Folks, that’s how it is with God. We humans intend and inflict evil all the time. God intends only good. Good for us. Good for everyone. We humans can be incomprehensibly cruel. God is incomprehensibly kind. In our Genesis story this morning God is profoundly kind to Hagar and Ishmael. Sarah wanted them to die. God wanted them to live. God wants all of God’s people to live. Of course God knows that we’re mortal. That’s how God created us for God’s own purposes. But God wants life—abundant life—for all people. We humans can be incomprehensibly cruel. God isn’t. God never is.

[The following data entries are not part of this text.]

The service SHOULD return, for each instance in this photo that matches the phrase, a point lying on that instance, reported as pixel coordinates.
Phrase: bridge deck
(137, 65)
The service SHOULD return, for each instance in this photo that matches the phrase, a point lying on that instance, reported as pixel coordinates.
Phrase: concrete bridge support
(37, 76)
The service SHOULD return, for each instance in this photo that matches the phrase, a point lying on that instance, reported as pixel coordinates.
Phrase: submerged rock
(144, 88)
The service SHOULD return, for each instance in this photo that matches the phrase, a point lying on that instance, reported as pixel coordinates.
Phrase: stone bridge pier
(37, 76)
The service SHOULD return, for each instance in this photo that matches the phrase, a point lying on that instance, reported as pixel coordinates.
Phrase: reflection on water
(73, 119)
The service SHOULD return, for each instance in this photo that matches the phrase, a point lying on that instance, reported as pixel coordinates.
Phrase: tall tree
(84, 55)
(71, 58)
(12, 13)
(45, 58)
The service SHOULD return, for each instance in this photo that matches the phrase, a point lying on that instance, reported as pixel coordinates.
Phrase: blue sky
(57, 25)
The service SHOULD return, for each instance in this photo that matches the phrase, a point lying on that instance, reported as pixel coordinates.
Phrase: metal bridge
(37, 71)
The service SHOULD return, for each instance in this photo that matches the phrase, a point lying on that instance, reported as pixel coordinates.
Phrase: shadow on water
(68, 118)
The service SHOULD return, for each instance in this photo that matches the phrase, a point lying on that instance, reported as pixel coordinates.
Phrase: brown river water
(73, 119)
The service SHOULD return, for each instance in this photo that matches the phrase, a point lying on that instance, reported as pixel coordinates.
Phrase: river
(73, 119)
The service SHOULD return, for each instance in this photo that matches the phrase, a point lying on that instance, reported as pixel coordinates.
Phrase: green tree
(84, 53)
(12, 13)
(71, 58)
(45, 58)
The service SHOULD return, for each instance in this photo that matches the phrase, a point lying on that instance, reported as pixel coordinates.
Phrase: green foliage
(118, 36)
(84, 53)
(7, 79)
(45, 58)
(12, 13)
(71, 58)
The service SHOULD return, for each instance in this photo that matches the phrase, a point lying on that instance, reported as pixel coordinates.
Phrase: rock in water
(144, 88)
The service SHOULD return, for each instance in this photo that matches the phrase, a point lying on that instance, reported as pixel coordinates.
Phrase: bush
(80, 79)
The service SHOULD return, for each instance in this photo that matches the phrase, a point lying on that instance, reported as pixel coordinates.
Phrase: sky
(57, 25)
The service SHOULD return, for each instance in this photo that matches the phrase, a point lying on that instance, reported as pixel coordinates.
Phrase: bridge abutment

That doesn’t mean bad things won’t happen to us. Human cruelty hurts and kills God’s people all the time. We live in a created world that includes various kinds of natural phenomena that hurt and kill people. My point about God’s kindness is that God never wills harm for anyone. When bad things happen, and they do, they’re not God’s doing.
And here’s one more thing. God calls us always to kindness. God calls us always to compassion. God calls us always to peace. God calls us always to justice. At the end of the Sermon on the Mount Jesus says “be perfect as your Father in heaven is perfect.” Perfection may be beyond us, but transformation isn’t. God is always there to help us be more like God, more kind, more loving, more compassionate. God’s call to transformation can be hard to hear over the clamor of the world that tries always to make us more worldly, not more divine, but if we’ll listen we can hear it. When we hear it we can respond. May it be so. Amen.